Espaço Público e Memória

“Quem memoriza, memoriza contra o esquecimento. O Emanuel Araujo, idealizador do Museu Afro Brasil, fez uma exposição chamada “Para nunca esquecer”, justamente chamando atenção pro processo de esquecimento das trajetórias de populações negras no Brasil”.

“Espaço Público e Memória”, com Alexandre Bispo, Doutorando em Antropologia Social pela Universidade de São Paulo, Diretor da Divisão de Ação Cultural e Educativa do Centro Cultural São Paulo. Membro do conselho editorial da revista Omenelick O Menelick 2º Ato, é a sexta videoaula do CyberQuilombo, Curso de Formação Online de Oficineiros LabE, que remixa africanidades com cultura digital.

“Quando a gente pensa na quantidade de homens e mulheres negras que morreram no Brasil, que é muito assustador, são mais de 4 milhões de pessoas ao longo de 300 anos, a gente pode o seguinte: nossa como que a gente faz pra lidar com esse trauma histórico dentro do nosso pais? Uma das ações que a gente tá fazendo de reconhecimento dessa memória violenta, por exemplo, é a criação de cotas, uma das maneiras da gente reparar ações de larga escala de violência contra uma população.”

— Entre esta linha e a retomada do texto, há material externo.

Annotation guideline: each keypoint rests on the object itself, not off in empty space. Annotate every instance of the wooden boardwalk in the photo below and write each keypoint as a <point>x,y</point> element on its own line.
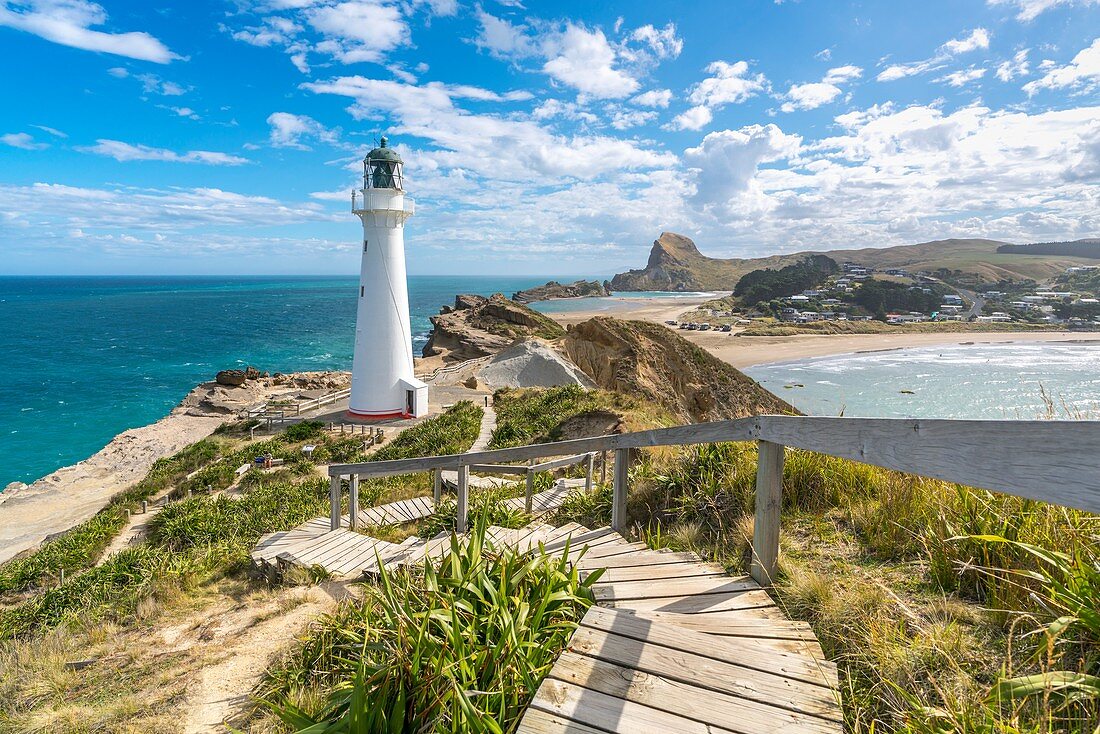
<point>673,643</point>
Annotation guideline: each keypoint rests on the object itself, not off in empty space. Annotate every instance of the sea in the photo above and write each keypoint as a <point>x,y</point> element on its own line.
<point>1056,380</point>
<point>87,358</point>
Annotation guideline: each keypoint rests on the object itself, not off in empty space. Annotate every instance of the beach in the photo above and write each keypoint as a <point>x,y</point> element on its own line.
<point>749,351</point>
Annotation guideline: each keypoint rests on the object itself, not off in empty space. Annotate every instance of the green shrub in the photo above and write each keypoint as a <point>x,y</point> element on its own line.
<point>461,648</point>
<point>304,430</point>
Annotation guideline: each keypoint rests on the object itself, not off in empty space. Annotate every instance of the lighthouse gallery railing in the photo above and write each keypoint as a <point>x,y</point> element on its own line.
<point>1046,460</point>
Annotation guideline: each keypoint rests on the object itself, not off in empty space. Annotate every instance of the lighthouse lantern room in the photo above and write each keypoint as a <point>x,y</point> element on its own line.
<point>383,384</point>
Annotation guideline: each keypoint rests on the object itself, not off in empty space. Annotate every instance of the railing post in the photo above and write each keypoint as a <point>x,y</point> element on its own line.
<point>530,491</point>
<point>620,489</point>
<point>462,516</point>
<point>334,503</point>
<point>769,502</point>
<point>353,503</point>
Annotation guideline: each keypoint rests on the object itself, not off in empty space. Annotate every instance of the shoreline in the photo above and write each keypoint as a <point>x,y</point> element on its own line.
<point>67,496</point>
<point>744,352</point>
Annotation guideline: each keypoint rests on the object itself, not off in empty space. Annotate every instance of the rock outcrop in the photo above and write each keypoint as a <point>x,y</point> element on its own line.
<point>645,359</point>
<point>554,289</point>
<point>220,398</point>
<point>477,326</point>
<point>532,363</point>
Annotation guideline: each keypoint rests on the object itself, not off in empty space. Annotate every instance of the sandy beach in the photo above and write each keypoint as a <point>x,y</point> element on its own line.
<point>748,351</point>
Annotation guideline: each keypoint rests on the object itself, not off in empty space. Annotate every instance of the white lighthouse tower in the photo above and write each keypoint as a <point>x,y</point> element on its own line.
<point>382,381</point>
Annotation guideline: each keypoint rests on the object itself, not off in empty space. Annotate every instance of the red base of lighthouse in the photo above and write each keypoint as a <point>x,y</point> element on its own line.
<point>377,416</point>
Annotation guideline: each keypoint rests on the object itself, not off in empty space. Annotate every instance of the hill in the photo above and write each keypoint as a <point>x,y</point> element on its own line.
<point>648,361</point>
<point>677,264</point>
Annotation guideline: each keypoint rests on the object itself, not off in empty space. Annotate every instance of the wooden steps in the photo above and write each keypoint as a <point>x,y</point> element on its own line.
<point>675,645</point>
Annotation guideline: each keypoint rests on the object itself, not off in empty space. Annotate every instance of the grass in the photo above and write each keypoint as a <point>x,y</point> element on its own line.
<point>460,646</point>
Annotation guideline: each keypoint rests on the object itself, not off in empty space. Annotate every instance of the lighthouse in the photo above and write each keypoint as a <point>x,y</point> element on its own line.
<point>383,384</point>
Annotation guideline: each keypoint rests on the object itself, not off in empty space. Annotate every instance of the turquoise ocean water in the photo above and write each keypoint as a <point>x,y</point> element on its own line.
<point>86,358</point>
<point>1009,381</point>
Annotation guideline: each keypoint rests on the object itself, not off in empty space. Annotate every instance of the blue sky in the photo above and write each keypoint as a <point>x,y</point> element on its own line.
<point>558,138</point>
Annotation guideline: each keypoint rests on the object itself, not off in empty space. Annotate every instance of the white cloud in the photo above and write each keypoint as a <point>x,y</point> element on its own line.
<point>653,98</point>
<point>359,30</point>
<point>663,43</point>
<point>585,61</point>
<point>815,94</point>
<point>694,118</point>
<point>1081,75</point>
<point>289,130</point>
<point>977,39</point>
<point>810,96</point>
<point>963,77</point>
<point>727,162</point>
<point>1029,10</point>
<point>52,131</point>
<point>22,140</point>
<point>68,23</point>
<point>729,84</point>
<point>1018,66</point>
<point>125,152</point>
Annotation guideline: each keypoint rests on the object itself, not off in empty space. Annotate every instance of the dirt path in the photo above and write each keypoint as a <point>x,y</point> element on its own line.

Sobre o contexto de ocupação do espaço público, Bispo diz: “a gente tem memórias sendo produzidas. Essas memórias, elas estão dentro da cidade, elas identificam a cidade. Agora, para que as memórias continuem fazendo sentido as pessoas precisam saber que elas existem. Quando a gente pensa nos descendentes de italianos, nos descendentes de alemães no Brasil, eles tem todo um orgulho de falar do passado deles. Sem contar que gostam de falar que o bisavô chegou aqui, passou pela hospedaria dos imigrantes… toda aquela narrativa de sucesso também. A Pompéia, por exemplo, se a gente for ver os nomes das sua ruas é muito significativo, você vai ver toda uma parte da Pompéia que é de ascendência italiana. (…) E os nomes negros a gente tem? (…) Quantas pessoas será que sabem que a Avenida Rebouças e a Rua Teodoro Sampaio homenageiam homens negros? Talvez essa fosse uma boa pergunta pra gente se fazer.”